M(t)=85e^(-t/719) describes the amount of a radioactive isotope as a function of time t [ years]. After how long the amount has dropped to 1/6 of the

\(\ln(6^{719})\\ =719 \ln 6\\ \approx 1288.2750583749715456\)

At time equal to 0 years(t=0),the original isotope has 85

when dropped to 1/6,the isotope has 85/6

substitute it into M(t) and we have

\(85/6=85*e^\left (-t/719 \right )\)  

\(1/6=e^\left (-t/719 \right )\)

ln(1/6)=-t/719

-ln(6)=-t/719

ln6=t/719

t=719*ln6

t=ln(6^719)=1*ln(6^719)

6^719 about equal to infinity

NOTE: Anybody interested in understanding how radioactive substances decay with time, should read this page which very clearly explains it:

http://math.usask.ca/emr/examples/expdeceg.html

1/6 (85) = 85 e^(-t/719)         this is of the form   A = Ao e^kt    where k= -.0013908

1/6 = e^(-t/719)

ln(1/6) = (-t/719)

-719 ln(1/6) = t     = 1288.28 years

NO!. When you calculate k, you no longer use the half-life given, which is 719 years in this case. So that your equation should read: 85/6 =85 * e^(-0.000964 * t), which is equal to: 85/6 =85 * 2^(-t/719). If you now solve for t in both cases, you will get EXACTLY the same answer, which comes to:1,858.59 years.

ALAN WILL EXPLAIN IT TO YOU TOMORROW, HOPEFULLY. THE EQUATION, AS GIVEN, IS THE PROBLEM. THAT IS WHY I MODIFIED IT. IF YOU SUBSTITUTE 1/2 FOR e, THEN YOU WILL GET THE RIGHT ANSWER: SOLVE FOR t: 85/6=85 * 1/2^(t/719), WHERE t=ELAPSED NUMBER OF YEARS, 719=HALF-LIFE OF THE RADIOACTIVE SUBSTANCE. THAT IS THE END OF THIS MATTER FOR ME!.

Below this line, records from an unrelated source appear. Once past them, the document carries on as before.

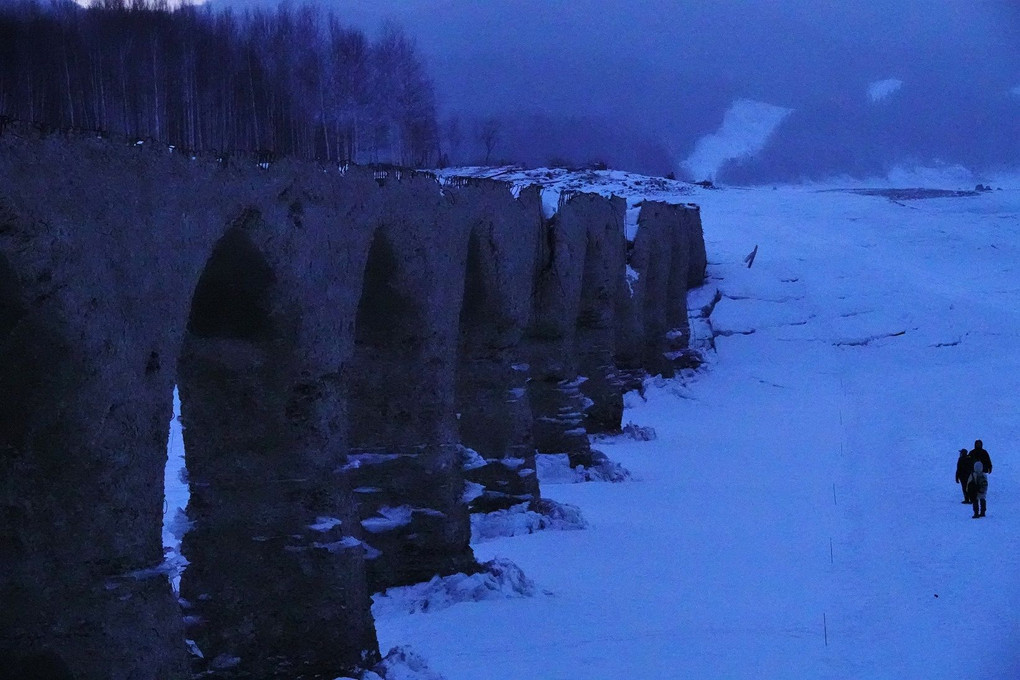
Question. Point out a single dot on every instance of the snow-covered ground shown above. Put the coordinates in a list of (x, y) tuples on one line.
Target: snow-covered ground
[(796, 515)]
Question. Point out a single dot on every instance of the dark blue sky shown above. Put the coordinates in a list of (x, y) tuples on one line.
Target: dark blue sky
[(668, 70)]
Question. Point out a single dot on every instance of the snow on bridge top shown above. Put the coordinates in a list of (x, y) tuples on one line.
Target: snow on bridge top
[(556, 181)]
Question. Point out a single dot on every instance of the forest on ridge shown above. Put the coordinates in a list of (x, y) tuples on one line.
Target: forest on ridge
[(285, 82)]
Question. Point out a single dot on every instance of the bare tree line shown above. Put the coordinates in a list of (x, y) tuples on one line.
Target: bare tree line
[(286, 82)]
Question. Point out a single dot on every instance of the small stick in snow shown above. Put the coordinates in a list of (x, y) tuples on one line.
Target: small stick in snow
[(750, 259)]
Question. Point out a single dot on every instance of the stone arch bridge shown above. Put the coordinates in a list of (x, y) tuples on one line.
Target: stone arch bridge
[(339, 338)]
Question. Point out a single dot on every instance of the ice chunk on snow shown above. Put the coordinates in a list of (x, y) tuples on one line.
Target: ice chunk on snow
[(879, 90), (521, 520), (501, 579), (390, 518), (402, 664), (324, 523)]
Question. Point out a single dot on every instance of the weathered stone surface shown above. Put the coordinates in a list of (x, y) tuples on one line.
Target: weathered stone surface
[(338, 338), (668, 257)]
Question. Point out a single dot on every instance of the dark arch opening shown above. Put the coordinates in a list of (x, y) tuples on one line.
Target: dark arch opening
[(476, 304), (11, 306), (389, 320), (595, 308), (390, 337), (232, 299), (594, 341), (494, 413)]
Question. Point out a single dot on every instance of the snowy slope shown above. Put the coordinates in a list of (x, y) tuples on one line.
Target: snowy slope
[(797, 515)]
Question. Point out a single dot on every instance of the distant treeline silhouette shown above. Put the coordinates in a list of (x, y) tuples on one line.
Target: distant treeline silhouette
[(287, 82)]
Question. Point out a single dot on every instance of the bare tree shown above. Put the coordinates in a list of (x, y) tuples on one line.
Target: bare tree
[(489, 136)]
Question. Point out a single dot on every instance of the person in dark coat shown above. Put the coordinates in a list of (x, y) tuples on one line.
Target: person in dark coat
[(978, 484), (979, 455), (964, 467)]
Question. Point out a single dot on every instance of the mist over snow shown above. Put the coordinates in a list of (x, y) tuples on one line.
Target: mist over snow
[(880, 90), (796, 516), (745, 131)]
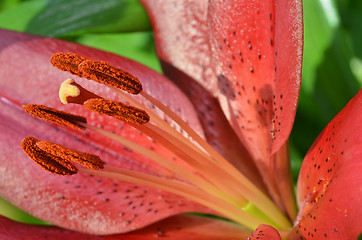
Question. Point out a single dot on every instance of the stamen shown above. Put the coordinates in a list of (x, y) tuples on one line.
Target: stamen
[(104, 73), (118, 110), (72, 92), (67, 62), (48, 162), (55, 116), (86, 159)]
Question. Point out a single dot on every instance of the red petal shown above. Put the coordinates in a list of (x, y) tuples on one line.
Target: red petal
[(329, 184), (176, 228), (80, 202), (265, 232), (249, 42), (181, 36)]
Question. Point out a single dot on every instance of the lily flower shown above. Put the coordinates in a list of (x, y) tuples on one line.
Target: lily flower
[(152, 152)]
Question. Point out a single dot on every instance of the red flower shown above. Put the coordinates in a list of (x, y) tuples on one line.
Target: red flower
[(240, 65)]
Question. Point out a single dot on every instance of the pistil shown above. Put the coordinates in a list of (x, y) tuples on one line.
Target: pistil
[(213, 181)]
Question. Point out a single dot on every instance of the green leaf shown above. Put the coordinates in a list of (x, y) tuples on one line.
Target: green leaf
[(328, 82), (137, 46), (59, 18)]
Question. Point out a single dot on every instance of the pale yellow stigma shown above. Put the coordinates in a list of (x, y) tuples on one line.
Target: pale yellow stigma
[(67, 89)]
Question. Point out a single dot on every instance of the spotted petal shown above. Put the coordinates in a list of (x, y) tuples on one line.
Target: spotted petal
[(182, 37), (329, 184), (81, 202), (177, 228)]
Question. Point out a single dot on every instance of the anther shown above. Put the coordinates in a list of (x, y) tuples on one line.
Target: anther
[(72, 92), (48, 162), (86, 159), (67, 62), (55, 116), (118, 110), (104, 73)]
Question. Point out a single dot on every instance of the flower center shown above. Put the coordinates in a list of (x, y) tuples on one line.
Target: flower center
[(209, 180)]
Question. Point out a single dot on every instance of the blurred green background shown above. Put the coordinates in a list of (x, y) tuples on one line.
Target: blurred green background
[(332, 68)]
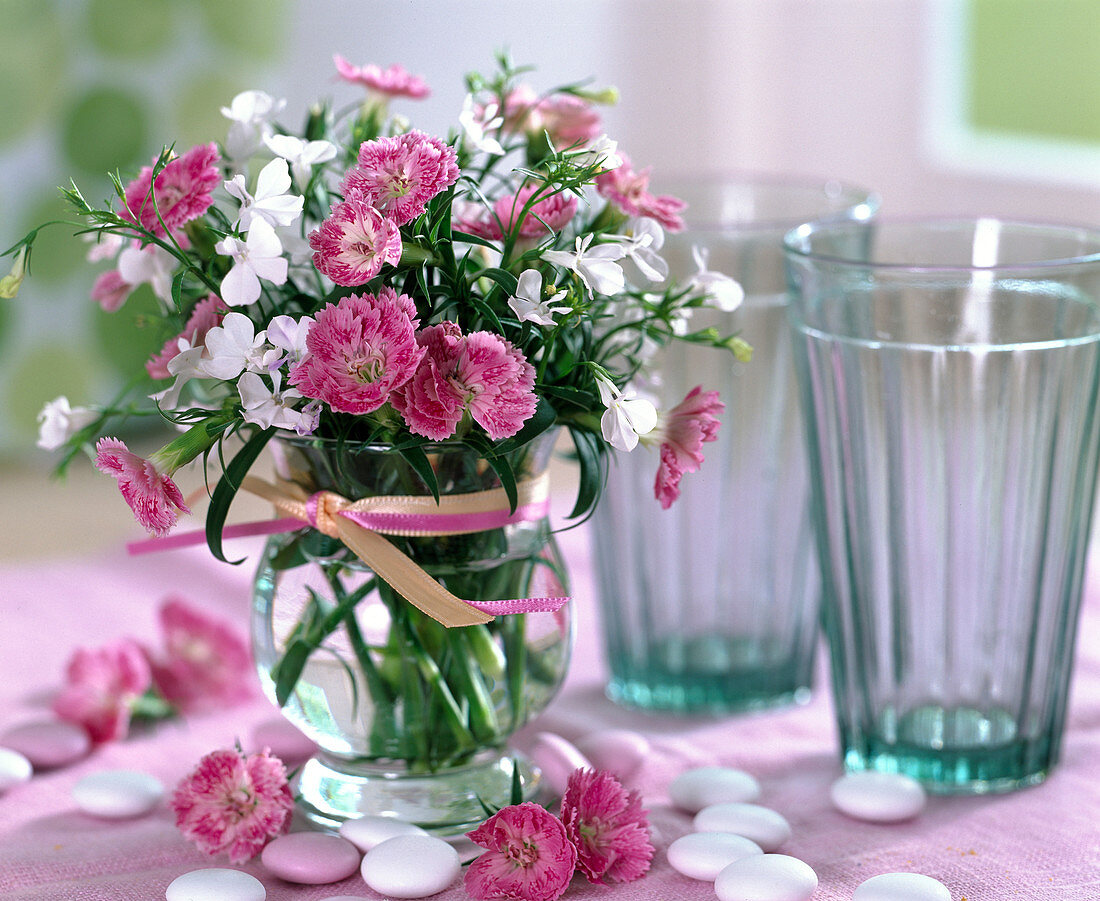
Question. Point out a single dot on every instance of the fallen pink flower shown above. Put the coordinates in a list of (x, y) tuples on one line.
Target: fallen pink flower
[(528, 856), (101, 688), (233, 803), (607, 825)]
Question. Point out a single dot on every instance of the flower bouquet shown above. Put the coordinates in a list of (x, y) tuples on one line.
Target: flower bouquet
[(406, 321)]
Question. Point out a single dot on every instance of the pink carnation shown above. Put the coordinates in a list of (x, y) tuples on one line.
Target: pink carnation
[(233, 803), (354, 242), (111, 290), (547, 215), (360, 351), (207, 314), (399, 175), (392, 81), (101, 688), (480, 373), (629, 190), (206, 663), (184, 190), (528, 856), (569, 119), (688, 426), (151, 494), (607, 825)]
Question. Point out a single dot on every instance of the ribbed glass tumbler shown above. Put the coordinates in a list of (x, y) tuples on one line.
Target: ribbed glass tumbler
[(950, 377), (711, 606)]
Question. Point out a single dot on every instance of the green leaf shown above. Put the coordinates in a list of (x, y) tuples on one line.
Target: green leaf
[(226, 491)]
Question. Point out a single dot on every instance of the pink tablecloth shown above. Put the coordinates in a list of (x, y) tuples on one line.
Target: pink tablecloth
[(1043, 843)]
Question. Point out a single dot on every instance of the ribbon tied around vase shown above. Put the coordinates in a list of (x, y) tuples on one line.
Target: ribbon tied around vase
[(362, 526)]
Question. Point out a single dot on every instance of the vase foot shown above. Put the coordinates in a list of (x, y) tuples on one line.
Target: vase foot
[(448, 802)]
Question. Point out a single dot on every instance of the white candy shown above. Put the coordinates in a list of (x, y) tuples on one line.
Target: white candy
[(619, 751), (216, 883), (701, 788), (118, 793), (901, 887), (14, 769), (878, 797), (703, 855), (763, 825), (768, 877), (410, 866), (557, 758), (366, 832)]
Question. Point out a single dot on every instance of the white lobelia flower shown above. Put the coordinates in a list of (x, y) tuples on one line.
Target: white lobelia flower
[(603, 151), (149, 265), (185, 365), (477, 127), (303, 155), (58, 422), (251, 113), (268, 406), (717, 288), (287, 338), (271, 201), (233, 347), (627, 417), (646, 237), (596, 267), (259, 256), (529, 304)]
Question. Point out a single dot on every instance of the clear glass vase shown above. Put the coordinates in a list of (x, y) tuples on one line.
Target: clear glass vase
[(411, 718)]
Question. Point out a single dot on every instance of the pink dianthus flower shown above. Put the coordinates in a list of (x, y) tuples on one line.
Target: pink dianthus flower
[(152, 495), (607, 825), (233, 803), (111, 290), (548, 215), (399, 175), (480, 373), (206, 663), (353, 243), (184, 190), (360, 351), (391, 81), (101, 688), (207, 314), (682, 433), (528, 856), (629, 190), (569, 119)]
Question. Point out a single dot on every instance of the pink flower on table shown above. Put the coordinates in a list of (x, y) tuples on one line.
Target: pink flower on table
[(480, 373), (233, 803), (682, 433), (152, 495), (570, 120), (205, 316), (101, 687), (607, 825), (399, 175), (548, 215), (629, 190), (354, 242), (360, 351), (206, 662), (110, 290), (391, 81), (184, 190), (528, 856)]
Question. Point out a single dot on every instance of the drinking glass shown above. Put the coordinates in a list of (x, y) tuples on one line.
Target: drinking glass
[(950, 374), (712, 605)]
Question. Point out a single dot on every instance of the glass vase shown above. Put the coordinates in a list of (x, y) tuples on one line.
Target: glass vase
[(411, 718)]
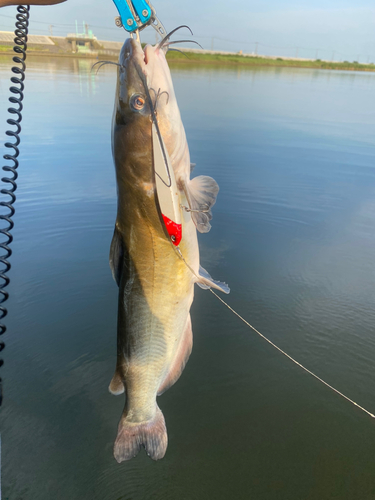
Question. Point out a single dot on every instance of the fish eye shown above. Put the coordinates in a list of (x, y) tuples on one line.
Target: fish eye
[(137, 102)]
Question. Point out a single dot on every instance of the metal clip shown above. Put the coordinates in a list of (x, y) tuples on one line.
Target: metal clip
[(137, 15)]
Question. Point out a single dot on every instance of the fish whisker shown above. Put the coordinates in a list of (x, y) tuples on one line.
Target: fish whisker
[(182, 41), (180, 51), (160, 45)]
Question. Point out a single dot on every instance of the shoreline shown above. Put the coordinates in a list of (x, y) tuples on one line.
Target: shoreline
[(196, 58)]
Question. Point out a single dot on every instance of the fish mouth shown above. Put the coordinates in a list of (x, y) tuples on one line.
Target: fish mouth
[(132, 51)]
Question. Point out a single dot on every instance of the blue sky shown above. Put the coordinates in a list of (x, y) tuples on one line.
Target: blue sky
[(342, 29)]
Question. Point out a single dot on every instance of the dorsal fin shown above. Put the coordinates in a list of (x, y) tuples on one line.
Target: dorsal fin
[(201, 193)]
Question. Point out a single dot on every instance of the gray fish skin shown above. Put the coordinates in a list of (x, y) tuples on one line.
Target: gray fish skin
[(156, 287)]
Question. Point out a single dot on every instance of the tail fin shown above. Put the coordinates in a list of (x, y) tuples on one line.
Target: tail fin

See:  http://web2.0calc.com/questions/m-t-85e-t-29-describes-the-amount-of-a-radioactive-isotope-as-a-function-of-time-t-years-after-how-long-the-amount-has-dropped-to-1-10-of#r9

Nowhere does the original question call 719 the half-life.  

The structure of the equation implies that 1/719 is the decay constant, so the half-life would be ln(2)/(1/719) or just 719*ln(2).

Alan: Is the constant of decay ALWAYS a rational number in these examples given by this questioner?: 1/29, 1/719, 1/409.........etc.???!!!. I  thought when you obtain the constant of decay by taking the natural log of 2 or 1/2 and multiplying it or dividing it by half-life, you automatically get an irrational constant of decay. No?.